The Asheville Film Society will screen Judge Priest Tuesday, Nov. 25, at 8 p.m. in Theater Six at The Carolina Asheville and will be hosted by Xpress movie critics Ken Hanke and Justin Souther.
In Brief: This is a make-up showing of The Day Carl Sandburg Died, which the Hendersonville Film Society had slated to run some considerable time ago. The film is a scrupulously detailed, reasonably comprehensive and beautifully presented documentary on the great American poet Carl Sandburg from Asheville filmmaker Paul Bonesteel.
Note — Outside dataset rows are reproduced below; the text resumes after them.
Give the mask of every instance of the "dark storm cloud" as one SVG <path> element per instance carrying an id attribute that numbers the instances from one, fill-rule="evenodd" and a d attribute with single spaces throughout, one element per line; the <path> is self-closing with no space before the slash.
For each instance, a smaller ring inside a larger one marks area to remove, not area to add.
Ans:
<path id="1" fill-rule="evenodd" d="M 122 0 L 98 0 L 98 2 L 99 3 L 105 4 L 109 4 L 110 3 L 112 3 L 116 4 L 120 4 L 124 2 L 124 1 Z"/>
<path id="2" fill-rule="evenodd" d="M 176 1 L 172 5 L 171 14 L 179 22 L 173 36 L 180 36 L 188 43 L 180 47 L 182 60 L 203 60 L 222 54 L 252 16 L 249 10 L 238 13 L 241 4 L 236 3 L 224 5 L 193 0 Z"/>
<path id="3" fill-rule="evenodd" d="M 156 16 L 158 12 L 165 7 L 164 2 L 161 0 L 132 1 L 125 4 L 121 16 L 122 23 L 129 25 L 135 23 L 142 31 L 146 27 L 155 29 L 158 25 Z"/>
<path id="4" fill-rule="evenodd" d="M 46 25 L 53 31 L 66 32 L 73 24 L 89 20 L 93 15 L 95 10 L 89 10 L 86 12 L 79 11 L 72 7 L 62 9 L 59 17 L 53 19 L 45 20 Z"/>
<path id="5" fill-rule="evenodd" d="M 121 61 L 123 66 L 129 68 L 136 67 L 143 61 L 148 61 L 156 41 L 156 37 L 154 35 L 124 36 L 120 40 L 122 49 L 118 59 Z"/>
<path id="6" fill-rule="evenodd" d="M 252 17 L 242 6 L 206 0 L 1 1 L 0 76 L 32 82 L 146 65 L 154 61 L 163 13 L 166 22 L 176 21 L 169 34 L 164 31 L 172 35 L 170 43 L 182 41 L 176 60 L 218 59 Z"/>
Whatever you think you know about Sandburg, I suspect this movie — and the people in it — know more than you do, and it’s quite a pleasure to find out.
The Hendersonville Film Society will show The Day Carl Sandburg Died Sunday, Nov. 23, at 2 p.m. in the Smoky Mountain Theater at Lake Pointe Landing Retirement Community (behind Epic Cinemas), 333 Thompson St., Hendersonville.
In Brief: For their final Budget Big Screen film of 2014 (the free Tuesday and Thursday showings will continue through the winter and the BBS series will return in the spring), the Asheville Film Society is running Charles Chaplin’s first talkie, The Great Dictator (1940). Chaplin held out against talking pictures longer than anyone — feeling that dialogue would kill his Little Tramp character, but this was something different. While vestiges of the Tramp were certainly evident in his Jewish Barber character, the larger thrust here was Chaplin’s satire on Adolf Hitler — here presented by Chaplin as Adenoid Hynkel, the great dictator of the title. It was perhaps an act of revenge of a sort, since Hitler had co-opted Chaplin’s mustache. But there’s more here — much more. Chaplin had something to say, and he would use his newfound voice to say it. His Hynkel is an amazing caricature of Hitler — the garbled phony German speeches sound like the real thing — and represents some of Chaplin’s finest comedic moments. However there’s a deeper — frankly terrifying — aspect to this bold film, which is brazenly set in the period “between two world wars” — something that in 1940 was inevitable, but which was rarely expressed openly. It is Chaplin at his best and bravest — a genuine classic of film by one of its greatest masters at the height of his power.
The Asheville Film Society is showing The Great Dictator Wednesday, Nov. 19, at 7:30 p.m. at The Carolina Asheville as part of the Budget Big Screen series. Admission is $6 for AFS members and $8 for the general public. Xpress movie critics Ken Hanke and Justin Souther will introduce the film.